Lo primero que decidieron hacer fue finalmente abandonar ese infierno conocido como Everglade.
Mudándose a la Ciudad Vale, Sarah y su madre encontraron un apartamento de clase media para instalarse.
Y eso fue lo que hicieron durante todo el descanso.
Mientras recordaba todo lo que había sucedido hasta ahora, Sarah dejó escapar un suspiro audible.
—Haa…
Apoyándose en las barandillas, Sarah bajó la cabeza.
Había sido elegida como líder de la Clase B para el Festival de la Fundación.
No estaba muy segura de cómo proceder o cómo manejar su clase.
Nunca fue tan relevante, ni notoria al principio del semestre.
Pero cuando comenzaron los exámenes parciales, sus compañeros habían comenzado a prestarle mucha más atención.
Escaneando la vista de todos los terrenos de la Academia debajo, sus ojos se detuvieron en cierta figura.
—Es él…
Su cabello blanco pálido se registró instantáneamente en su mente.
¿Cómo no podría cuando era el mismo hombre al que había atacado unas semanas antes?
Sabía que estaba equivocada.
Ya había aceptado la muerte de Emma.
Brandon no era el culpable.
Fueron los Espectros…
Pero no sabía cómo decírselo, ni cómo acercarse a él.
Entrecerrando los ojos, continuó observándolo.
Estaba recostado en el césped solo, comiendo lo que parecía ser un sándwich.
Una vez más, era el estudiante más comentado entre los de primer año.
Después de aprobar los exámenes preliminares con una puntuación perfecta, la noticia de su logro inmediatamente causó revuelo en todas las demás secciones.
Como estaba solo, ahora era la oportunidad perfecta para acercarse a él.
¿Quién sabe cuándo tendría otra oportunidad para hacerlo?
Pero sus ojos se abrieron poco después de eso.
—¿Eh…?
Una hermosa mujer con rizos dorados y ojos azules se acercó a Brandon y se sentó a su lado.
—¿Es esa…?
Mientras se sentaba a su lado, desenvolvió una delgada lámina que llevaba consigo, revelando un sándwich similar al de Brandon.
—Ya veo.
Tenía sentido.
Para alguien tan guapo como Brandon, obviamente tendría a alguien que pudiera igualar su apariencia.
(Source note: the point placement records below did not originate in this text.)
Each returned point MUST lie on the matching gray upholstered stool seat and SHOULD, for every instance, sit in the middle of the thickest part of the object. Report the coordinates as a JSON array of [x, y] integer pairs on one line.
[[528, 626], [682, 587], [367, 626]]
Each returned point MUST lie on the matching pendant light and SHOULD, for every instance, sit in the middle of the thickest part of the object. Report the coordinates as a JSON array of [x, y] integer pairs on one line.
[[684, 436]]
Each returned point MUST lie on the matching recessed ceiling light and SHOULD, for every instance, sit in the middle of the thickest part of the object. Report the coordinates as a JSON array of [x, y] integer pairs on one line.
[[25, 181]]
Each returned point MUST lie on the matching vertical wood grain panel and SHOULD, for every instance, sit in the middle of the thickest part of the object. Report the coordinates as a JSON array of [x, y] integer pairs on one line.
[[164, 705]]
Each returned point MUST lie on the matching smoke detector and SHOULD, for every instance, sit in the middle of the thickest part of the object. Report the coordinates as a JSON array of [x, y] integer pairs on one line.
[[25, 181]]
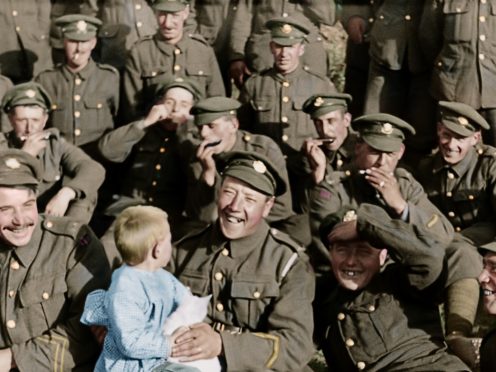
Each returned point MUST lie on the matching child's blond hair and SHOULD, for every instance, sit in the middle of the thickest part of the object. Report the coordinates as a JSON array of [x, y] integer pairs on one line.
[[137, 230]]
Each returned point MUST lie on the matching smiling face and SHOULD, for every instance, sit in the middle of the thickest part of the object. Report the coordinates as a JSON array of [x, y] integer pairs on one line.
[[487, 281], [241, 208], [333, 125], [18, 215], [355, 263], [454, 147], [286, 58]]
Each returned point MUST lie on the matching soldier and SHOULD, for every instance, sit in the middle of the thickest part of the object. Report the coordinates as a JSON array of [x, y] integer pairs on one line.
[[374, 178], [71, 178], [458, 35], [49, 265], [25, 49], [85, 93], [218, 125], [261, 283], [384, 313], [250, 39], [273, 100], [152, 147], [170, 53]]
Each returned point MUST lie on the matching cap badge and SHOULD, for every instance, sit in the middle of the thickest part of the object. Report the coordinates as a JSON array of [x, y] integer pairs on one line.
[[259, 166], [30, 93], [81, 26], [318, 102], [12, 163], [387, 128], [349, 216], [286, 28], [462, 120]]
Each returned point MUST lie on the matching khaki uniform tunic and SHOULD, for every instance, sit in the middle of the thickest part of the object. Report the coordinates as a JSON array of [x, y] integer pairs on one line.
[[464, 192], [261, 283], [65, 165], [25, 49], [43, 288], [153, 61], [84, 103]]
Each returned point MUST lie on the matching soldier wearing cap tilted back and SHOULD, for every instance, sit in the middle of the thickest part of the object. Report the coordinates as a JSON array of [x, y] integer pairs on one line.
[[273, 100], [70, 177], [49, 265], [217, 122], [261, 315], [85, 94], [373, 177], [172, 52]]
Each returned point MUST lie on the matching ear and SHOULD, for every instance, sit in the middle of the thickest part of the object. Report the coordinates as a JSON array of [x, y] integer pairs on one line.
[[382, 256], [268, 206]]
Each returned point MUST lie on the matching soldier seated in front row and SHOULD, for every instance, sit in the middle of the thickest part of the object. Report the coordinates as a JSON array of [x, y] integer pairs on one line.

Era una belleza total, incluso Sarah podía admitirlo.
Se concentró más en la identidad de la mujer.
Entrecerrando los ojos, de repente, su boca formó una forma de ‘o’.
—¿No es esa…?
¿Quién más podría ser?
Amelia Constantine.
Una estudiante de tercer año, y considerada la estudiante más hermosa de la Academia Astrea.
Considerada, ya que el título de la más hermosa también se le daba a Belle Locke, la hermana de Brandon.
En otras palabras, era un choque de creencias.
—Una chica mayor, ¿eh?
Así que ese era su tipo.
Continuó observándolos.
Los dos estaban comiendo juntos.
Brandon estaba despreocupadamente recostado en la hierba mientras leía un libro.
Amelia, por otro lado, estaba comiendo un sándwich.
—…Al menos presta atención a tu novia.
Brandon la estaba dando por sentada.
Sarah decidió dejarlo así.
Sería grosero seguir mirando a los dos mientras pasaban tiempo juntos.
Reconciliarse con Brandon tendría que esperar para otra ocasión.
Con tales pensamientos, Sarah abandonó la azotea.